Posted: Wed Oct 30, 2024 8:33 pm
by Demmers
Thought i'd "re-open" this thread, as I had this WU fail on me today. Unfortunately I haven't been able to copy the logs, but I do know that at around 90% I noticed it had stopped (was monitoring on my phone), and upon checking the logs, "bad unit" was mentioned. Interestingly, before this happened, the last thing I noticed today when I left the PC was that FAHClient.exe was using a mammoth amount of memory, about 6GB, but fortunately I run with 16. I've never seen that before, but I didn't want to change anything in case I myself failed the WU. But for what ever reason, it eventually crashed itself.
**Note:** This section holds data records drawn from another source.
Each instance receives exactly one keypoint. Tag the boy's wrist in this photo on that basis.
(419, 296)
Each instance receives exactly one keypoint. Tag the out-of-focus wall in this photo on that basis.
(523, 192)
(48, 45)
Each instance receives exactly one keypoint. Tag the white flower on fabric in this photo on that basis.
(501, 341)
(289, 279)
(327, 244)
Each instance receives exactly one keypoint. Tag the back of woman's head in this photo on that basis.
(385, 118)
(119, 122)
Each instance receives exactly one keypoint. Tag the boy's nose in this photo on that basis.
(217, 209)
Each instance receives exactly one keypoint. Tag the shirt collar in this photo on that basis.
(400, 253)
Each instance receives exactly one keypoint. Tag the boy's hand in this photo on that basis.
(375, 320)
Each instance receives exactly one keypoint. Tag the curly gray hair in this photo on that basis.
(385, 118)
Re: Problem with WU 18806 (19, 5, 167)

Posted: Wed Oct 30, 2024 9:04 pm
by muziqaz
High RAM usage has been observed before. This is Windows only, though.
Funny enough, system which was showing high RAM usage before now is showing 1.2MB used for Fahclient.exe

Re: Problem with WU 18806 (19, 5, 167)

Posted: Wed Oct 30, 2024 9:08 pm
by muziqaz
Demmers wrote: Wed Oct 30, 2024 8:33 pm Thought i'd "re-open" this thread, as I had this WU fail on me today. Unfortunately I haven't been able to copy the logs, but I do know that at around 90% I noticed it had stopped (was monitoring on my phone), and upon checking the logs, "bad unit" was mentioned. Interestingly, before this happened, the last thing I noticed today when I left the PC was that FAHClient.exe was using a mammoth amount of memory, about 6GB, but fortunately I run with 16. I've never seen that before, but I didn't want to change anything in case I myself failed the WU. But for what ever reason, it eventually crashed itself.
If you could report your full system details in this issue tracker, that would be great:
https://github.com/FoldingAtHome/fah-cl ... issues/291

Alternatively, you can list your system details here, in this thread (please include OS + build, CPU, GPU, motherboard and RAM used)

Thanks

Re: Problem with WU 18806 (19, 5, 167)

Posted: Thu Oct 31, 2024 12:50 am
by Demmers
muziqaz wrote: Wed Oct 30, 2024 9:08 pm If you could report your full system details in this issue tracker, that would be great:
https://github.com/FoldingAtHome/fah-cl ... issues/291

Alternatively, you can list your system details here, in this thread (please include OS + build, CPU, GPU, motherboard and RAM used)

Thanks
Thanks, i've submitted details in github.